It appears that our summer monsoon season is here. It’s different this year, though; the usual patterns no longer hold. It’s of a piece with our overall climate patterns, which have become nearly unrecognizeable over the last year or two. Most troubling is the tendency for storms to deliver extreme wind, but virtually no precipitation, with the cells moving around us.
Today, however, the rain has already moved through, a series of small intermittent squalls that brought plenty of thunder, a little hail, and just enough rain the soften the surface of a ground already rebaked hard by temperatures that were by noon past ninety. It wasn’t much.
It will be enough.
There is a way in which, of course, it has to be enough; it’s not as though we mere mortals have any choice in the matter, after all. We command neither the winds nor the rain, not the clouds nor the weather — and, as such elemental spirits have repeatedly made clear to us over the last year and more, the water goes where it will and as it pleases. Our task, then, is to learn to adapt, to accept what is offered and make do with what is given.

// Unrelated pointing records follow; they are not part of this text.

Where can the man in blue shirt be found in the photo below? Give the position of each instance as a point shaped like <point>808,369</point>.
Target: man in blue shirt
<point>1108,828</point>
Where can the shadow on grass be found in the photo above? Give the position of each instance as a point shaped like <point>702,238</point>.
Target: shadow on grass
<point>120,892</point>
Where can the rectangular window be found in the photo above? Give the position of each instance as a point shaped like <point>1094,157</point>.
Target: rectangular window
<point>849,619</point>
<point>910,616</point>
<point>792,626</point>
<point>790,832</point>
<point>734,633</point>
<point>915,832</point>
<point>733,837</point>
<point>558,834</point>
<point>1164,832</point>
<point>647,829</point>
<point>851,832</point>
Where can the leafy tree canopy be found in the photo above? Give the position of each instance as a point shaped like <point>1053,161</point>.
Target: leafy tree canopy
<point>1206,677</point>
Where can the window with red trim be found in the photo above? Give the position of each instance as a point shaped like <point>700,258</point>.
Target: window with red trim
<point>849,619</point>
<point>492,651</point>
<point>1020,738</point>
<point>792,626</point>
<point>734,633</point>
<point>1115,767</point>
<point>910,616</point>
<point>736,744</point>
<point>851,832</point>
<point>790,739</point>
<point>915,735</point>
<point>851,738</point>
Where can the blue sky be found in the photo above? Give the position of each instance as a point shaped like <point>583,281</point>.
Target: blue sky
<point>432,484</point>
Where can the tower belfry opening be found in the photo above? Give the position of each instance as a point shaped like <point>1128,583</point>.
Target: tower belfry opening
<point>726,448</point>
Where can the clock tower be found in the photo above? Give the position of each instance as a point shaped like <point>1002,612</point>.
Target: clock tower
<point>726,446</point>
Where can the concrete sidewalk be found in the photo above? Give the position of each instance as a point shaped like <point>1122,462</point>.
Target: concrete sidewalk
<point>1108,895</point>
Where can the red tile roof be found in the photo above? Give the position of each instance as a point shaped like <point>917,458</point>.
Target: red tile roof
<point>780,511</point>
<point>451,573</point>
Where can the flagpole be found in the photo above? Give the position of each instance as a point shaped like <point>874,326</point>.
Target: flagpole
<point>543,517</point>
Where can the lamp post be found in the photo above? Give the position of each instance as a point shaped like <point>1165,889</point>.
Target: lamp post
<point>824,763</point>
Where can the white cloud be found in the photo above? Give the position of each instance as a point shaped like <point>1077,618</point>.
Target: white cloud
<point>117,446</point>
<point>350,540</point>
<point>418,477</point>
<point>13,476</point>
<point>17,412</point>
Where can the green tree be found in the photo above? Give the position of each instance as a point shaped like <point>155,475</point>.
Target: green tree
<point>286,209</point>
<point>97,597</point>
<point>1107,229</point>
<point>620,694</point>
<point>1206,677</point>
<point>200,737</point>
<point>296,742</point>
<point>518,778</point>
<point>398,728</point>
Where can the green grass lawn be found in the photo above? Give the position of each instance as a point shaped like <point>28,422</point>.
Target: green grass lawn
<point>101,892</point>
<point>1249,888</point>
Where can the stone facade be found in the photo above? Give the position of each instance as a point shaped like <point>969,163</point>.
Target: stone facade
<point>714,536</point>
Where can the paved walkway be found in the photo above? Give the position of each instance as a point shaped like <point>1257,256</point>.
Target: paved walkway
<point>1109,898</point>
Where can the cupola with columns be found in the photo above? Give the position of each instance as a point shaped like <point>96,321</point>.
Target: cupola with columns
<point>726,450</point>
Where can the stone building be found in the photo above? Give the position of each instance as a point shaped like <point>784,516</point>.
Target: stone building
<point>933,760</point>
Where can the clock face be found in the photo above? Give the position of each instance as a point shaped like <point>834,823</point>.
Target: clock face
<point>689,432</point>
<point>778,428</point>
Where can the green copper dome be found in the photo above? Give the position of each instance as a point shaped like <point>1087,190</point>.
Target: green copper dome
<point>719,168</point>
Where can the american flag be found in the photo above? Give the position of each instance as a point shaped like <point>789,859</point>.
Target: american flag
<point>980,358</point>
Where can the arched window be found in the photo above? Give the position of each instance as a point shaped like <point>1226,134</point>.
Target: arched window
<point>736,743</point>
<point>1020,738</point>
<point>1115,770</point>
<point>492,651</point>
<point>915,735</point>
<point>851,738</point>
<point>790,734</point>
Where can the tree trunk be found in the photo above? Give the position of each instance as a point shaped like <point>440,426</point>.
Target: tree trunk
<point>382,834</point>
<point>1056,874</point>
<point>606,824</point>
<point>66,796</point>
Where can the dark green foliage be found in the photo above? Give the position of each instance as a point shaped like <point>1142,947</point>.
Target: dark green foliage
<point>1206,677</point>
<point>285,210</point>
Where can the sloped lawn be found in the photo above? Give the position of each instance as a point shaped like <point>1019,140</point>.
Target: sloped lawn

But for us, at least, it is enough even in literal, tangible terms. Oh, we would certainly welcome more, but the rains have given us workable soil, suitable for planting and receptive to seeds. The waters from points far above us continue to flow down, and the pond is full to overflowing, permitting irrigation of the fields. The dragonflies have returned to us.
We are fortunate: We are granted the hope of abundance, of fertile visions and love medicine.
And so it is that we come to today’s featured work, a throwback of some seven to nine years. To be frank, I had forgotten this work entirely, but as I was readying the week’s posting schedule in advance, it presented itself to me as though chosen specifically for this day. And in truth, it could not be more apt.
About nine years ago, Wings began a new collection of collectibles, an intermittent signature series of miniature spoons. Such items were popularized by early Native silversmiths of this broader region, and eventually, as the second wave of European colonists moved ever westward, they became collector’s items. Only a few contemporary silversmiths bother with this old style anymore. Wings is one of them.
At any rate, he began with a series of small spoons, largely simple in design, with straight handles and oval bowls. Before long, his creative vision took over form and shape and style completely, sending the results in new directions, from spiral handles to feather shafts to animal heads to overlays. This one combined elements to create a wholly unique version, and to date, it is the only one of its kind in his body of work.
This one began with a bowl that was almost perfectly round, shaped gently like a fat olla, or water jar, the mouth stretching upward into the handle. He left it almost entirely unadorned, choosing to place four bear paws, medicine symbols, at the Four Sacred Directions, then turning it over and doming it ever so slightly from the underside.
The handle was fairly simple, too: a cascade of Eyes of Spirit, also signs of medicine in the form of wisdom, of visions and dreams. These, however, were not created with a single diamond-shaped stamp, as is so often the case. These he constructed out of individual lines, freehand diamonds with each side stamped individually to form the “Eye,” all in a repeating pattern chased the length of the handle. Flowing upward from the medicine symbols in the bowl of the spoon, it produced an effect not unlike linked raindrops, a cascade of visionary wisdom and spirit.
But it was the tip of the handle that gave this work its full identity.
Usually, Wings creates the tips of a piece with the handles, an arrow shaft or animal head cut freehand from the same silver. In this instance, he took the unusual step of cutting a separate piece to size and shape, then stamping it with a few simple curved lines and a pair of open blossoms, all brought together to create a four-winged dragonfly with flowers for eyes. He then soldered it gently onto the tip, the small spirit’s plump body an overlay directly on the handle, the wings stretching outward from side to side in apparent full flutter.
It reminded me of a dragonfly emerging from the spirit world, a being of fertile visions and love medicine, dispatched to fly with the waters and pollinate the earth.
This afternoon, as the clouds parted again momentarily and the sun coaxed steam from the newly damp earth, one of its black and white brothers, a skimmer, danced past me in search of a place to land. We know that his kind are messengers, avatars of love and abundance, and perhaps he brings a little of both to our own small world today.